By
Alain Blancquart - EvoChip CEO
May 12, 2025
In the exhilarating sprint toward artificial intelligence supremacy, one number is starting to matter more than all the rest: inferences per second. It’s a cold, clinical phrase—but beneath it lies a deeply human concern: how to make powerful AI smarter, faster, and vastly more energy-efficient. Especially on devices that live outside the walls of cloud data centers.
While AI is increasingly ubiquitous—powering everything from voice assistants and translation apps to self-driving vehicles and medical diagnostics—the cost of running these brainy systems is soaring. Behind every ChatGPT response, photo-enhancing filter, or facial recognition scan is a mountain of computation. And that computation burns energy. A lot of it.
Why efficiency now matters more than ever
This isn't just a problem of big tech bills. It’s a challenge of sustainability, access, and innovation.
AI models today are astonishingly capable, but they are often heavy, power-hungry beasts. They live most comfortably in vast, climate-controlled data centers stacked with high-end processors and cooled by powerful fans. But not everyone can—or should—rely on such infrastructure.
Consider the life-saving potential of AI running on mobile devices in rural clinics, or autonomous drones surveying wildfire zones, or language apps translating dialects in war zones. These aren’t scenarios where power is unlimited, or cooling is easy. In these places, resource constraints aren't technical hiccups—they're hard limits. Improving efficiency—how much useful work an AI can do for every watt of energy—is not a luxury. It’s a necessity.
The AI boom’s dirty secret
Let’s start with a hard truth: AI has a growing environmental footprint. Estimates vary, but researchers say that a single query to a large model like GPT-4 can consume as much energy as an oven running for a second. It sounds trivial, until you realize we’re making billions of these queries every day. Multiply that out, and you’re looking at gigawatt-hours of energy—enough to power small cities.
Even tech companies are beginning to sound the alarm. Executives from OpenAI, Google, and Microsoft have all acknowledged that AI’s energy costs are unsustainable unless we find ways to do more with less.
The little devices that could (If we let them).
While much of the AI conversation focuses on flashy new cloud chips or the energy use of data centers, the efficiency story matters even more on the edge—the billions of phones, cameras, wearables, robots, and appliances around us. These edge devices often operate on batteries or modest power budgets. They can’t offload every AI task to the cloud due to latency, connectivity, or privacy concerns. For them, the equation is simple: If AI can’t be efficient, it can’t be local.
Companies and researchers are responding. Engineers have developed dual-AI systems where a lightweight “scout” model handles most tasks and only calls in the big guns when truly needed. On edge devices like the NVIDIA Jetson Nano, this approach has reduced energy consumption by over 85% while keeping accuracy nearly intact.
Other innovations include shrinking the AI models themselves through techniques like pruning (removing unneeded connections) or quantization (simplifying the math). It’s the computational equivalent of fitting a grand piano into a studio apartment—and making it play just as well.
A new kind of arms race
We’ve long measured AI by how big it could get: more data, more layers, more compute. But the new frontier is how small and efficient it can become while staying smart.
It’s a shift with profound implications. For one, it levels the playing field. If AI can run well on a few $ device or a solar-powered instrument, it becomes accessible to schools, nonprofits, startups, and developing countries—not just tech giants. It also offers a lifeline to the planet. Making AI models 10x more efficient doesn’t just save money. It slashes energy bills and reduces carbon emissions. When deployed at scale, these savings become monumental. And let’s not forget: Efficiency means speed. An AI that runs twice as efficiently often runs twice as fast.
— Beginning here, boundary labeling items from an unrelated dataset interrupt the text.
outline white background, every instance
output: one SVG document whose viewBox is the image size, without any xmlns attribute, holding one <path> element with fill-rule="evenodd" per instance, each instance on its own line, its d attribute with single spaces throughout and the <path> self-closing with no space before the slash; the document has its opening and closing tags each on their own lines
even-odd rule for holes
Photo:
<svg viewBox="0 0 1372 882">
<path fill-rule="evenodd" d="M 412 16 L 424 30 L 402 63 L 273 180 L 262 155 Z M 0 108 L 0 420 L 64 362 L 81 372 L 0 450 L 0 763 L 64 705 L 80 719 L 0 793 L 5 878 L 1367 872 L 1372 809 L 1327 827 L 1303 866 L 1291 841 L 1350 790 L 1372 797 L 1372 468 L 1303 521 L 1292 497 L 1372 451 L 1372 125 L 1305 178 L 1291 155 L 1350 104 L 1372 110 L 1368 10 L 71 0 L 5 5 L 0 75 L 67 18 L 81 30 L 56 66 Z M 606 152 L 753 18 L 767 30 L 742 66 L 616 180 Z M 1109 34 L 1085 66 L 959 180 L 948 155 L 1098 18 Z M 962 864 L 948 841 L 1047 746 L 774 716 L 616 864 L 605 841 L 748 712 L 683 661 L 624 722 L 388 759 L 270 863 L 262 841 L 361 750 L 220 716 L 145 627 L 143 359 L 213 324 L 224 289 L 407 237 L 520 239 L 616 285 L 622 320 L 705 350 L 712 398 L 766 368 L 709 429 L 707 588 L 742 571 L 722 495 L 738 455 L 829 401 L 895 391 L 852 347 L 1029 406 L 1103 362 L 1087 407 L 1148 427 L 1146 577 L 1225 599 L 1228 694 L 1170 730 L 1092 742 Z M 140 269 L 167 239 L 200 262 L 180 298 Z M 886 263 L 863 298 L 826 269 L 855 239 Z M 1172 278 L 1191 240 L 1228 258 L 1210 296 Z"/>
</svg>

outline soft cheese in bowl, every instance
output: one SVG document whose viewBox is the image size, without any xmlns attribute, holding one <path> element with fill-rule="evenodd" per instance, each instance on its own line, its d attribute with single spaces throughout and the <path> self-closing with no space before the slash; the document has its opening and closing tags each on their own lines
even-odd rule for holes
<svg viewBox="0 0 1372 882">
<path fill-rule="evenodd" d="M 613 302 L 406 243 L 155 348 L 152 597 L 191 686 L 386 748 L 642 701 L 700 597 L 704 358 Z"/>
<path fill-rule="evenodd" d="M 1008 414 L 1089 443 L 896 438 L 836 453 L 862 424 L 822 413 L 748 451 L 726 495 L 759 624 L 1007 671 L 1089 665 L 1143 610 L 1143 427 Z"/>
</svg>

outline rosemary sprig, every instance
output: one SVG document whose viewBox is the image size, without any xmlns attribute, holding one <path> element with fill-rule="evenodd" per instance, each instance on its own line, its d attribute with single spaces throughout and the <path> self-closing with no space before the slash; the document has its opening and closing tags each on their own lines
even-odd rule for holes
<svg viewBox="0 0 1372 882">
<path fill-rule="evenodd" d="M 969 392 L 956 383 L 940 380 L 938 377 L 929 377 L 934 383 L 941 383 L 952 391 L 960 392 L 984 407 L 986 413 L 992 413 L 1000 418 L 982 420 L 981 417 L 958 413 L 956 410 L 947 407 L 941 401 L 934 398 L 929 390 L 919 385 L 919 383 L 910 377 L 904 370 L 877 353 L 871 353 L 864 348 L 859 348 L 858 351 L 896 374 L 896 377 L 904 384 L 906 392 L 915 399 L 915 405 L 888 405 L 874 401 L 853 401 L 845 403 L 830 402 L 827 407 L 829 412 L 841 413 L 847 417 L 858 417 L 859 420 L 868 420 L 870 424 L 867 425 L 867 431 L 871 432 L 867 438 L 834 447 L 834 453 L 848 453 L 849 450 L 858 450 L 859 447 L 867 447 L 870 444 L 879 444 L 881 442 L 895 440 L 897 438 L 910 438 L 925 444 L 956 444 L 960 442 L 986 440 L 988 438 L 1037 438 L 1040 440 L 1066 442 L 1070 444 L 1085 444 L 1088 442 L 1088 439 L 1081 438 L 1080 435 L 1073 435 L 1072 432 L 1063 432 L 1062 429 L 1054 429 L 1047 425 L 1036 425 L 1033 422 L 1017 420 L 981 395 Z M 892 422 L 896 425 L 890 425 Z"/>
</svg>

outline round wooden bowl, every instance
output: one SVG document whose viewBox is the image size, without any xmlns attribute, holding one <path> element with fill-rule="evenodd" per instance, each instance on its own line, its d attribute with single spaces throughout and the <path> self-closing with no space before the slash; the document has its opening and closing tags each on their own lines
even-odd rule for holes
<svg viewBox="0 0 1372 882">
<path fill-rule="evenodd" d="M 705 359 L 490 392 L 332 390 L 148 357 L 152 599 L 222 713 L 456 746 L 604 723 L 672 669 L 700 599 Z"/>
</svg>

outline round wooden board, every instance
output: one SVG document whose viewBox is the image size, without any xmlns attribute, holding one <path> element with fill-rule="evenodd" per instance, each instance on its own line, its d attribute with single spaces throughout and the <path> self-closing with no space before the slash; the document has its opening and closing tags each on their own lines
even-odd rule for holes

That’s not just nice—it’s critical in time-sensitive applications like autonomous vehicles, disaster response,
and battlefield intelligence.
The path ahead: Rethink, redesign, reinvent
To meet the growing appetite for intelligent tools without breaking our power grids or our budgets, we’ll need more than clever algorithms. We need a mindset shift—from brute-force intelligence to elegant, efficient AI.
That means:
• Designing new chips that integrate memory and compute to avoid power-hungry data transfers.
• Optimizing models not just for accuracy, but for speed and energy.
• Benchmarking AI not just by what it can do, but how cleanly it can do it.
Some researchers are calling for the introduction of “energy labels” on AI services—like nutrition facts for software. Others are exploring new metrics like “inferences per watt” or “inferences per dollar per watt.” The idea is simple: If we care about what AI can do, we should care just as much about what it costs the world to do it.
The bottom line
AI is no longer just a technological frontier—it’s an environmental and social one. The next generation of breakthroughs won’t just be smarter. They’ll be leaner, faster, and dramatically more efficient. Because the real revolution in artificial intelligence won’t come from building models that can think like humans. It will come from teaching them to think like engineers—and do more with less.